Despite of the uncertainties and limitations, our study sheds light in understanding of the sensitivity of runoff to climate variation and human activities in the Songhua River Basin, where water is crucial for grain-production and the wetland ecosystem. In addition, more work will be carried out on the estimation of these uncertainties in our future studies to improve the results of quantification.

6. Conclusions

In this study, we investigated the impacts of climatic variability and human activities on a 50-year long trend of runoff in the Songhua River Basin, Northeast China. We found a clear downward trend in the river basin’s runoff, accompanied by a declining trend of precipitation. However, the runoff decline was much greater than the precipitation decline, especially after 1974 when large-scale land use change and river engineering projects had been undertaken. The contribution of climate variation and human activities varied temporally and spatially.

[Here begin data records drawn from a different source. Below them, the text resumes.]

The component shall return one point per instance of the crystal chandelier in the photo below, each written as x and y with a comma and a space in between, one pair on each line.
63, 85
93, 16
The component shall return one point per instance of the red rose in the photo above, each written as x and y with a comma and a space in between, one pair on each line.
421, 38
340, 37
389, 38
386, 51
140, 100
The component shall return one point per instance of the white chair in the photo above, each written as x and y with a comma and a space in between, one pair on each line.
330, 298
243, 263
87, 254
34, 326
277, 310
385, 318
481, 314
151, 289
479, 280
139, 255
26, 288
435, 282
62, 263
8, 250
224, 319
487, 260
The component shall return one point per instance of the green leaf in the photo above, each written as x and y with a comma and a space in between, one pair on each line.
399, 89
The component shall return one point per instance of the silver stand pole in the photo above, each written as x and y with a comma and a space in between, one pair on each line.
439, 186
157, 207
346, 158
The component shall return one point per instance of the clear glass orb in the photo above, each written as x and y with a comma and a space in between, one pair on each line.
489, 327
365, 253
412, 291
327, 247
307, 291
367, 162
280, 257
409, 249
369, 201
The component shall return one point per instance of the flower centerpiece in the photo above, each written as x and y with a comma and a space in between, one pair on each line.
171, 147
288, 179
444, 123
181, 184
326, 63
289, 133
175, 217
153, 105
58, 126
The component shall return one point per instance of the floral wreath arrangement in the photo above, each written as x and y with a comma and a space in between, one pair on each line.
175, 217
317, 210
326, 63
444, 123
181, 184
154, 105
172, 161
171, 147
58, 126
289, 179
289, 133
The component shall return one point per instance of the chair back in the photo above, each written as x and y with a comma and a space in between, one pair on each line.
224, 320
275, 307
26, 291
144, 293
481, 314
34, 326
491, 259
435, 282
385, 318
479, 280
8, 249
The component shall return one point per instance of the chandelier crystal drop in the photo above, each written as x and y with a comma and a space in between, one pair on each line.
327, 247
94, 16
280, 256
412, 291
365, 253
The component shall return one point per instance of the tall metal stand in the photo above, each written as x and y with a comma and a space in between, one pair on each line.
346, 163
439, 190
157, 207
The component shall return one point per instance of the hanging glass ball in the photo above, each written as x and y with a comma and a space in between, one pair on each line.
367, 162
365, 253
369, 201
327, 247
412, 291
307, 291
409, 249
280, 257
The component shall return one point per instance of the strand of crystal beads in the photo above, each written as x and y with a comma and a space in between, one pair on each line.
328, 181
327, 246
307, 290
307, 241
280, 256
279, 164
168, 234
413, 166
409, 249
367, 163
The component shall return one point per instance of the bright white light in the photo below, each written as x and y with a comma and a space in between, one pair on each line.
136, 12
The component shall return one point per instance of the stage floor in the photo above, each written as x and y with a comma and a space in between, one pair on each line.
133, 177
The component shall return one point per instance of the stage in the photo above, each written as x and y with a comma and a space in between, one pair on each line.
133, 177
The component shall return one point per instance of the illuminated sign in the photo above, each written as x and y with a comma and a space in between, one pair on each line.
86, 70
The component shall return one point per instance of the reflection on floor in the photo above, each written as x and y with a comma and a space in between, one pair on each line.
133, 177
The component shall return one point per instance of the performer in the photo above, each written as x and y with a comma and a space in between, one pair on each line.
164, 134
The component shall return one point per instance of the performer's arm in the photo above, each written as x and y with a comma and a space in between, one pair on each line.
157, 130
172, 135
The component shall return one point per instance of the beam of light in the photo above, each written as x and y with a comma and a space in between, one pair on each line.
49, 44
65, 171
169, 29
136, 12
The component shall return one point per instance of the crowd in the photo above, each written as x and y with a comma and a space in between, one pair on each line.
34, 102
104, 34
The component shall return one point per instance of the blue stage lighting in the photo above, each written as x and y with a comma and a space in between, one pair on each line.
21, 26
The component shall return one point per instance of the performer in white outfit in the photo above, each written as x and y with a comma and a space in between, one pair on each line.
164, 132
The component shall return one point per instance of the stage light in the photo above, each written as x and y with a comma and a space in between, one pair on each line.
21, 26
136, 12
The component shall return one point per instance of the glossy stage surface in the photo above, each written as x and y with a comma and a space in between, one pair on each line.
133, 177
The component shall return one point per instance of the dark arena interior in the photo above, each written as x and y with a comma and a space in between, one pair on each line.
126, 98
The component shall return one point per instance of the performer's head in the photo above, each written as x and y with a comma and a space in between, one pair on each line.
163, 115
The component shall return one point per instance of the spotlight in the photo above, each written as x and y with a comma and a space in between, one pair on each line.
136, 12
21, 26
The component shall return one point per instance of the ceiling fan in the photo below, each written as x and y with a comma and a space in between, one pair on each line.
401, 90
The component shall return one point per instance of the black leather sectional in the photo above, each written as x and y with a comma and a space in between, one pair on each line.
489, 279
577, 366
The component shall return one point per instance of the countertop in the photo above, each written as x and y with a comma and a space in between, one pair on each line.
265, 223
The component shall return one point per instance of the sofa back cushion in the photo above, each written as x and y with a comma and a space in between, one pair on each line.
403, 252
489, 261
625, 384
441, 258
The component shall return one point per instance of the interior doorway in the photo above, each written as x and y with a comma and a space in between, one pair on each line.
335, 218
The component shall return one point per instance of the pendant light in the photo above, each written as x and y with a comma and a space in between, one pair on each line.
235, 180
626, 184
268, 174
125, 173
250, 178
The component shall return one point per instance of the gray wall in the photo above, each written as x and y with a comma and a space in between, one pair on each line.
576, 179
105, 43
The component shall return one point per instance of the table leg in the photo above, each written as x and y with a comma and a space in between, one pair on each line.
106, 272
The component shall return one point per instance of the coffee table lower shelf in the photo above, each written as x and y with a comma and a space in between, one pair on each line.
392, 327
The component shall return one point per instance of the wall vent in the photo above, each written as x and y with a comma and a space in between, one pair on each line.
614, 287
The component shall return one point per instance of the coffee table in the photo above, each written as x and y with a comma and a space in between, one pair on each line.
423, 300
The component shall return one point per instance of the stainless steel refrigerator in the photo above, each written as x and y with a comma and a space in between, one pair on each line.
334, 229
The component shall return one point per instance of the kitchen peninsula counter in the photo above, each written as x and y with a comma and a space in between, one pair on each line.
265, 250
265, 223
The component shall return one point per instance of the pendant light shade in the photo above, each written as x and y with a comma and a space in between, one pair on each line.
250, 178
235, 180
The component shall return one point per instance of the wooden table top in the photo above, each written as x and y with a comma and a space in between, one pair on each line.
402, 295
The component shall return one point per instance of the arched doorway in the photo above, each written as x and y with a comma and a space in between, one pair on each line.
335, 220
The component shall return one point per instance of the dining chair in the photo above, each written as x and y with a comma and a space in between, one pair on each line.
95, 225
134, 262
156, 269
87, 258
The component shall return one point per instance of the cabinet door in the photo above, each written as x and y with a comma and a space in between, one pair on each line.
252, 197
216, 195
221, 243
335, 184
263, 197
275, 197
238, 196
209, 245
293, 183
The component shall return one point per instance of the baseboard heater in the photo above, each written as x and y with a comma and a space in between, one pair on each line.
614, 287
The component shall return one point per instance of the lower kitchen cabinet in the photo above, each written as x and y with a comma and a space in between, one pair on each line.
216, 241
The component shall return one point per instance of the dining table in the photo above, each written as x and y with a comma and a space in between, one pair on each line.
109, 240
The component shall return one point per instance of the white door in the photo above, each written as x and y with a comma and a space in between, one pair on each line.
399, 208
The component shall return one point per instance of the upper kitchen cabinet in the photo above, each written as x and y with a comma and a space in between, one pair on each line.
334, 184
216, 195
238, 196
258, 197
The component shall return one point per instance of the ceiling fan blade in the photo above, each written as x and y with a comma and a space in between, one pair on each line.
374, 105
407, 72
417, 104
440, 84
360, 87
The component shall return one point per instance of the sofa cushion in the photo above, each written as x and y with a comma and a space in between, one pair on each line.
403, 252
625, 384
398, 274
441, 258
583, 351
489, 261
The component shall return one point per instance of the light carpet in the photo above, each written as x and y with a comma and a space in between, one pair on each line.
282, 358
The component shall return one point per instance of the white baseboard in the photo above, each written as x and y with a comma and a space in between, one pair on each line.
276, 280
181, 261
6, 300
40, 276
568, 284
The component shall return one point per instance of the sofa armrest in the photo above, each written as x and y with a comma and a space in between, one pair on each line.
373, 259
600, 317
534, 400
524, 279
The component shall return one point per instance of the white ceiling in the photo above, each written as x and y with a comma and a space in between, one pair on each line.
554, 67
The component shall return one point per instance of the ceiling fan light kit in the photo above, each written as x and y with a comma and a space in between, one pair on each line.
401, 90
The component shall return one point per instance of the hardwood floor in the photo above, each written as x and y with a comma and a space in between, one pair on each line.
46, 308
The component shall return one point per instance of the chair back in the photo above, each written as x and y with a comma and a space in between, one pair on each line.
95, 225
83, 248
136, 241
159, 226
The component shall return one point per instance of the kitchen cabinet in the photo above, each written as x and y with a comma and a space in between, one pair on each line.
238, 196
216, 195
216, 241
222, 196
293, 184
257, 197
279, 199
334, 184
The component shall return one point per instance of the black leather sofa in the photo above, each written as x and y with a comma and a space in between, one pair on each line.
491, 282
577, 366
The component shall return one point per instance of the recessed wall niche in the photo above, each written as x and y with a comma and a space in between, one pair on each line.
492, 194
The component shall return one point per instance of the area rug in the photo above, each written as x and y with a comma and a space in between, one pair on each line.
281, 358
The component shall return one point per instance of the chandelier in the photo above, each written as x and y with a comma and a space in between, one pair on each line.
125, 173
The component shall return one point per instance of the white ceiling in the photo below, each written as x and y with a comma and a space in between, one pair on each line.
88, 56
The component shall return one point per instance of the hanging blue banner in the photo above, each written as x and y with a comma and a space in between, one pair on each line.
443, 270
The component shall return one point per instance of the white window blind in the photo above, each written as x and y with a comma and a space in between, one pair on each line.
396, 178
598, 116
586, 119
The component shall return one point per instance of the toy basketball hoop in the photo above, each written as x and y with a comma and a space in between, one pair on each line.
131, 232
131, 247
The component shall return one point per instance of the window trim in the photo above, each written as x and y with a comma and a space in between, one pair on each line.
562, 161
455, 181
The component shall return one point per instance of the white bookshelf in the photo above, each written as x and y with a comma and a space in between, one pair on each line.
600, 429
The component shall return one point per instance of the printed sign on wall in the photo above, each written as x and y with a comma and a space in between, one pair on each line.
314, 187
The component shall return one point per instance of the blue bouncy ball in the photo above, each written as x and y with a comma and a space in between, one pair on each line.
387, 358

Generally, human activities contributed 62%–82% to the reduction of runoff for the entire study period of 1975–2009. However, climate variation was the main factor leading to the runoff increase in 1990–1999 in UNRB and LNRB as a result of the increase in precipitation and decrease in PET. Due to the more intensive human activities in the downstream basins, the effects of human activities were relatively stronger in the lower basin areas than in the upper basin areas. However, the impact of human activities in the upper basins has been increasing with more land development. Based on the findings we suggest adaptive management strategies to avoid the risk of water resources shortage in this region.